A Comprehensive Analysis of Sociodemographic Factors on Recovery Time in Individuals Diagnosed with COVID-19 from Chittagong Division, Bangladesh

Mehrin Khan1,#, Md. Muntasir Alam Muhib1,#, Syed Abeed-Ul-Haque1,#, Mahi Mubassira1,#, Sanzida Khanam1,#, Fahmida Begum Mina2,#, Sabuj Das2 and Md. Faruk Hasan1*

1 Microbiology and biotechnology research lab, Department of Microbiology, University of Rajshahi, Rajshahi, Bangladesh
2 Department of genetic engineering and biotechnology, University of Rajshahi, Rajshahi, Bangladesh

*Corresponding Author(s):
Md. Faruk Hasan
Microbiology And Biotechnology Research Lab, Department Of Microbiology, University Of Rajshahi, Rajshahi, Bangladesh
Email:faruk_geb@ru.ac.bd / faruk_geb@yahoo.com
#These authors are equally contributed to this work.

Received Date: Jul 25, 2025
Accepted Date: Aug 12, 2025
Published Date: Aug 20, 2025

Abstract

 Objectives 

The objectives of this study were to examine how the sociodemographic and clinical characteristics of individuals with long COVID-19 correlate with BMI and recovery time. This study focused on understanding how the varied and persistent symptoms of COVID-19 affect age, gender, education and occupational functioning. 

Methods 

A cross-sectional study was conducted involving 1,072 individuals who recovered from COVID-19 from 1 July 2020 to 31 December 2024. 

Results 

This study found participants with a Body Mass Index (BMI) over 30 had an average recovery time of 26 days. Male participants typically recover in 2 weeks to 1 month, while female participants take 1 to 2 months. In the 40-60 age group, both genders generally take 2 to 3 months to recover. The highest mean recovery time was observed among nurses (82.50) days and who involved in smoking (50.81) days. 

Conclusion 

This study highlighted socio-demographic factors influencing COVID-19 recovery time in Chittagong division of Bangladesh.

Keywords

Bangladesh; Body mass index; Chittagong; COVID-19; Recovery Time; Sociodemographic variables

Introduction

The Coronavirus Disease 2019 (COVID-19) pandemic had a global impact, leading to numerous deaths, long recovery times, and economic challenges worldwide [1]. People had to follow the specific rules of social distancing policy and measures, experience lockdown situations, avoid social crowds or audiences, and generally undergo restriction for living [2]. This global outbreak of the COVID-19 pandemic created the situation where some factors influence the syndrome of severity which was taken of clinical concern [3]. Factors such as age, employment are considered main risk factors contributing to the disease severity in COVID-19 patients [4,5]. Another study in China found that aged 65 years or older COVID-19 patients were faced risk to fatal outcomes [6]. 
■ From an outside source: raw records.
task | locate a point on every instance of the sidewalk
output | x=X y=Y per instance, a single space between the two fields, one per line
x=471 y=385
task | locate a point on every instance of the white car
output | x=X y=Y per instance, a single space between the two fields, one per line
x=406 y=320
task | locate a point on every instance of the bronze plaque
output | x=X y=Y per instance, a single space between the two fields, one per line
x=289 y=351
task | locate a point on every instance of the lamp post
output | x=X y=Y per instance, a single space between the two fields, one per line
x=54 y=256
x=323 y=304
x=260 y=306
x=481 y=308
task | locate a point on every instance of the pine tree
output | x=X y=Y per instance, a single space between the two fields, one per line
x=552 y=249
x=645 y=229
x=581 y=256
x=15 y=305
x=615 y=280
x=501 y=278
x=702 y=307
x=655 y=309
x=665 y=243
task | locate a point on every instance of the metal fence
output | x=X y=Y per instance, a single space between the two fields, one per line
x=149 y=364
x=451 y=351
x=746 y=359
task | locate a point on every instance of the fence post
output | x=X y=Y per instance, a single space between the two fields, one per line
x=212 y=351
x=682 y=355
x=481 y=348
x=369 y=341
The COVID-19 pandemic’s effects have varied markedly across global communities, with recovery duration serving as an important measure of both personal well-being and healthcare system resilience. Long term COVID-19 symptoms differ in recovery duration which is known as post-acute COVID-19 and it continued beyond three weeks to over twelve weeks [7]. Previous study indicated that about 60% of Spanish patients had not restarted work two to three months after COVID-19 infection [8]. 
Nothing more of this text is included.